Люся, увидев сосредоточенные лица подруг, вдохновенно продолжила:
– Это неправильно, потому что лишает счастья. Жизнь человека – не абсолютная ценность, а относительная. Она стоит столько, за сколько ее приходится отдать в предложенных обстоятельствах. Иногда – кошелек, в лучшем случае – жизнь десятка других людей, но чаще – вообще ничего.
– Да, Люсь, все-таки людей ты ненавидишь, – передернула плечами Оля.
– Ненавижу? Нет. Боюсь и стараюсь иметь с ними поменьше общего.
– Я что-то не поняла ничего про этот гуманизм, – не постеснялась переспросить Настя.
– Ну, смотри. У меня есть сестра. Она мой самый бл изкий человек, я очень ее люблю. На самом деле у меня нет сестры, но предположим для примера. И вот ее сбивает насмерть машина.

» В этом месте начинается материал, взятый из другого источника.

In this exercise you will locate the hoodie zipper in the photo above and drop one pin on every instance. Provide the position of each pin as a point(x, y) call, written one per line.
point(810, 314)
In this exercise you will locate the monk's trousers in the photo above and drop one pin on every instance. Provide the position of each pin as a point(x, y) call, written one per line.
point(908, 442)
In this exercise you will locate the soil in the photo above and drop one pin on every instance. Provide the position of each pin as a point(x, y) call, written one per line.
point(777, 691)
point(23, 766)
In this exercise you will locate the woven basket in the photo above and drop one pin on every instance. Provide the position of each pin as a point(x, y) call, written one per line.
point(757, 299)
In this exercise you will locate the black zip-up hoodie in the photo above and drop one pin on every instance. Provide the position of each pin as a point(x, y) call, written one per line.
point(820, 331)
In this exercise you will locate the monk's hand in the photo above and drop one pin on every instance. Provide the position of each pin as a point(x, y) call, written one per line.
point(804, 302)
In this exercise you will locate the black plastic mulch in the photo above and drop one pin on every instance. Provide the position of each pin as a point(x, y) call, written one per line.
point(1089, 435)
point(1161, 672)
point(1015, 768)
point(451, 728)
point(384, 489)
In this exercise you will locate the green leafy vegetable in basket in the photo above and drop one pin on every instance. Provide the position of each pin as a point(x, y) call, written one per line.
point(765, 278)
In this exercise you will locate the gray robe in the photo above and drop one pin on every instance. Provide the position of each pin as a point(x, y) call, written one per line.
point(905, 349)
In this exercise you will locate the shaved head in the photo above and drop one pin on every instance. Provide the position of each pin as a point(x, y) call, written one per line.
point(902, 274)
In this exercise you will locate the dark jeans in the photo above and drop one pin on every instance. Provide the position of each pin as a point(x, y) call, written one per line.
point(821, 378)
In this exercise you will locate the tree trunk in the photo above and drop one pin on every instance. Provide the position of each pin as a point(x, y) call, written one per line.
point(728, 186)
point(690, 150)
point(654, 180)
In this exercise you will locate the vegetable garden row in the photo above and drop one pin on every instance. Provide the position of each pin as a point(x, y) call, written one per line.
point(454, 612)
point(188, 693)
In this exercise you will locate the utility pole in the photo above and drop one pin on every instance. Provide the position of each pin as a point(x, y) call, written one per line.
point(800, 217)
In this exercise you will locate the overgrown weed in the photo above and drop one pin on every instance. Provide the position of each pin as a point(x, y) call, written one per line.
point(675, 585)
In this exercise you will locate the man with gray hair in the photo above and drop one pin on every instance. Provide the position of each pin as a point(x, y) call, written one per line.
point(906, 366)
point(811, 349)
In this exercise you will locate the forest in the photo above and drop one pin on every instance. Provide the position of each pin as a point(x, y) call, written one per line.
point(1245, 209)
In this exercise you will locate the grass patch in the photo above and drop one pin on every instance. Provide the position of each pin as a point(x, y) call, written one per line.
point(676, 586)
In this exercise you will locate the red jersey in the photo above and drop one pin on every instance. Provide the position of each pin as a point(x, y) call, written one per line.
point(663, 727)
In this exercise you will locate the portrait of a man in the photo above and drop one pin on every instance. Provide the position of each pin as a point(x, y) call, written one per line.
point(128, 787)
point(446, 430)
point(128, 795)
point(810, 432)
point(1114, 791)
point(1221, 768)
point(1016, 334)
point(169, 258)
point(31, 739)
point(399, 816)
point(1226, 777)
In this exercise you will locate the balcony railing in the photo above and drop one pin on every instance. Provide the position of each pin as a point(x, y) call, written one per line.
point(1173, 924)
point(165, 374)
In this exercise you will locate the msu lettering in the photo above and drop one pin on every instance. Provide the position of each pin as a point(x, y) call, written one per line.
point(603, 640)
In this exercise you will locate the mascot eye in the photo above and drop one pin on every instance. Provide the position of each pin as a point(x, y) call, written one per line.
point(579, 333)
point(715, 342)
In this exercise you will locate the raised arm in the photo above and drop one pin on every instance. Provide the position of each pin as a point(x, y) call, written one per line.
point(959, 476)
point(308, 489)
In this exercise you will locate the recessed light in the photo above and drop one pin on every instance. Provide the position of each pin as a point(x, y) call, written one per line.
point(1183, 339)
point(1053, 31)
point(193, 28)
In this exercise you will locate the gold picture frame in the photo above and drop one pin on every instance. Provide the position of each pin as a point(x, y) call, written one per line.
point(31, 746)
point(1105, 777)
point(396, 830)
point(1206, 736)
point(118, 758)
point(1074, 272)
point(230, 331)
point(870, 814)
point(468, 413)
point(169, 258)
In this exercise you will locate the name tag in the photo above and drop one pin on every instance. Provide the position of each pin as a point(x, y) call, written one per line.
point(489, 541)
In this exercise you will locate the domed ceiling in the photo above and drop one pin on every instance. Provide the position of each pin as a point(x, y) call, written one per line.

Вариант А. Если я гуманист и для меня человек, его личность и жизнь – мерило всех вещей. Смерть сестры для меня – трагедия. Я схожу с ума, скорблю. Я воспринимаю ее смерть как незаслуженное наказание для нее и для себя. Ведь ни она, ни я не убивали, не воровали и даже изредка подавали нищим. «За что?» – восклицаю я в слезах. Ничто не может примирить меня с этой несправедливой потерей. Ее смерти нет оправдания. Когда мне говорят, что смерть моей сестры – Божья воля, я отвечаю, что в таком случае Бог – злой. Или что его нет. Потому что иначе он не отнял бы бесценную жизнь у моей замечательной сестры и не наказал бы таким чудовищным страданием хорошую меня. Я в деструктивном настроении, впадаю в депрессию и безысходность, спиваюсь и так далее. Жизнь моя рушится. Я необратимо несчастлива.